As you can read in the excerpt below, Metzinger speaks about our inability to recognize the unconscious mental models that determine how we experience reality. In his book, The Ego Tunnel, which I've read and enjoyed, Metzinger speaks of the walls of the tunnel as being transparent to us.
Further, he says in the book, "Although our brains create the Ego Tunnel, no one lives in this tunnel. We live with it and through it, but there is no little man running things inside our head. The Ego and the Tunnel are evolved representational phenomena, a result of dynamical self-organization on many levels."
Here's the excerpt from The New Yorker article:
In a Frankfurt cake shop—“They say this is where Adorno took the women he seduced; many historical conversations happened here!”—Metzinger teased out the implications of this view of existence. “Do you know what an ‘illusion of control’ is?” he asked, mischievously. “If people are asked to throw dice, and their task is to throw a high number, they throw the dice harder!” He believes that many experiences of being in control are similarly illusory, including experiences in which we seem to control our own minds. Brain imaging, for example, shows that our thoughts begin before we’re aware of having them.

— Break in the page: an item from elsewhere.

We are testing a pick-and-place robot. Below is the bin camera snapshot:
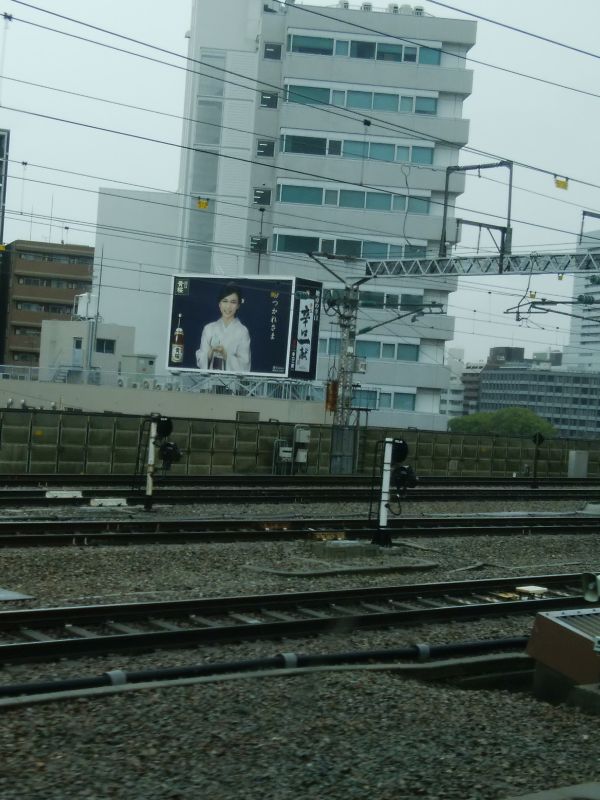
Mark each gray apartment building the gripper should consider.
[96,0,476,429]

But, Metzinger said, “if a thought crosses the boundary from unconsciousness to consciousness, we feel, ‘I caused this thought.’ ” The sensation of causing our own thoughts is also just another feature of the self-model—a phantom sensation conjured when a readout, labelled “thinking,” switches from “off” to “on.” If you suffer from schizophrenia, this readout may be deactivated inappropriately, and you may feel that someone else is causing your thoughts. “The mind has to explain to itself how it works,” he said, spreading his hands.
Lately, Metzinger has been thinking about his own experience as a meditator. At the center of the meditative experience is the exercise and cultivation of mental autonomy: when the meditator’s mind wanders, he notices and arrests that process, gently returning his mental focus to his breath. “The mind says, ‘I am now re-directing the flashlight of my attention to this,’ ” Metzinger said. “But the thought ‘I am redirecting my mind-wandering’ might itself be another inner story.” He leaned back in his chair and laughed. “It might be that the spiritual endeavor for liberation or detachment can lead to new illusions.”
He looked at me reassuringly. “This doesn’t mean that nothing is real,” he said. “It doesn’t mean that this is the Matrix—the simulation is running on some hardware. But it does mean that you are not the model. You are the whole system—the physical, biological organism in which the self-model is rendered, including its body, its social relationships, and its brain. The model is just a part of that system.” The “I” we experience is smaller than, and different from, the totality of who and what we are.
It turns out that we do, in this sense, possess subtle bodies; we also inhabit subtle selves. While a person exists, he feels that he knows the world and himself directly. In fact, he experiences a model of the world and inhabits a model of himself. These models are maintained by the mind in such a way that their constructed nature is invisible. But it can sometimes be made visible, and then—to a degree—the models can be changed.
Something about this discovery is deflating: it turns out that we are less substantial than we thought. Yet it can also be invigorating to understand the constructed, provisional nature of experience. Our perceptions of the world and the self feel real—how could they feel otherwise?—but we can come to understand our own role in the creation of their apparent realness. “The compensation of growing old,” Virginia Woolf writes, in “Mrs. Dalloway,” is that, while “the passions remain as strong as ever,” we gain “the power which adds the supreme flavour to existence,—the power of taking hold of experience, of turning it around, slowly, in the light.”